IEM Katowice: Korea bierze wszystko [WYNIKI]
Powoli dobiega końca katowicki finał światowego cyklu Intel Extreme Masters. W oficjalnych dyscyplinach - League of Legends i StarCrafcie 2 - obyło się bez zaskoczeń.
Parafrazując klasyka: StarCraft 2 to taki sport, gdzie dwóch graczy buduje bazy w kosmosie, a na końcu wygrywają Koreańczycy. W League of Legends dziesięciu graczy biega po mapie, a na końcu też wygrywają Koreańczycy.
I tak, mistrzem w StarCrafcie 2 został Kim "sOs" Yoo Jin, zgarnął dzięki temu 300 tysięcy złotych nagrody (inni zawodnicy nie dostali nic). W finałowym pojedynku 3:1 pokonał Kima "herO" Joon Ho. Gry były wyrównane, ale o zwycięstwie zadecydowało znakomite mikro sOsa. W ostatnim meczu, przy stanie 2:1, herO zdecydował się na odważny gambit, próbując postawić bazę tuż pod bazą przeciwnika. Nie udało się. Po spotkaniu długo skrywał twarz w dłoniach i nie wychodził ze swojej budki.
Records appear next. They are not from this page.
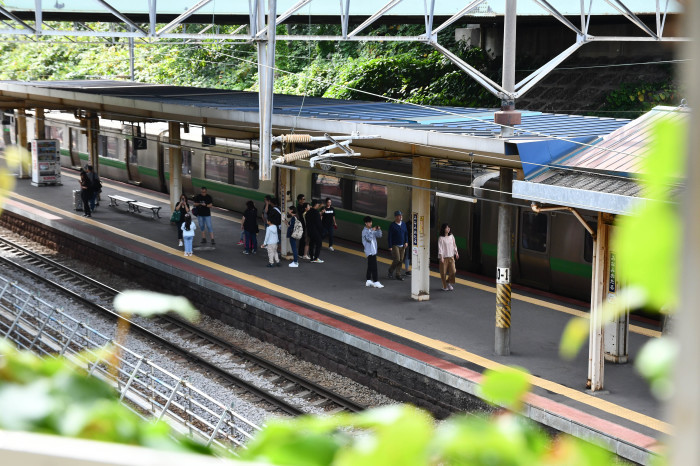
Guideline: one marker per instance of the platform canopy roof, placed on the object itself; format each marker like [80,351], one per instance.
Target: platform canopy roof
[600,176]
[452,133]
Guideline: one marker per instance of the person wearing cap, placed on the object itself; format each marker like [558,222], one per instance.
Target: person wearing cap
[369,241]
[96,186]
[398,242]
[314,230]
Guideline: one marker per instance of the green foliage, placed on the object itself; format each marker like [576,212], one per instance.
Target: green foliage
[647,246]
[506,387]
[51,396]
[641,97]
[402,435]
[655,362]
[148,304]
W League of Legends mecze były zupełnie jednostronne. W pierwszym europejski Fnatic próbował jeszcze nawiązać walkę z koreańskim KT Rolster Bullets, ale już po kilkudziesięciu minutach widać było, że warunki stawia azjatycki zespół. W drugim meczu już od początku inicjatywa była po jego stronie, trzeci ocierał się o rzeź niewiniątek. I to wszystko mimo publiczności żywiołowo dopingującej przede wszystkim Europejczyków. Wynik 3:0 dla KTB należy uznać za w pełni zasłużony. Zwycięska drużyna dostała do podziału 180 tysięcy złotych.
Tym samym zakończył się katowicki finał Intel Extreme Masters. Odbywał się w świetnej, wyjątkowej atmosferze i przy równie znakomitej organizacji. Komentatorzy i gracze wielokrotnie powtarzali, że to jeden z najlepszych turniejów esportowych, w jakich brali udział. Mamy nadzieję na powtórkę w przyszłym roku.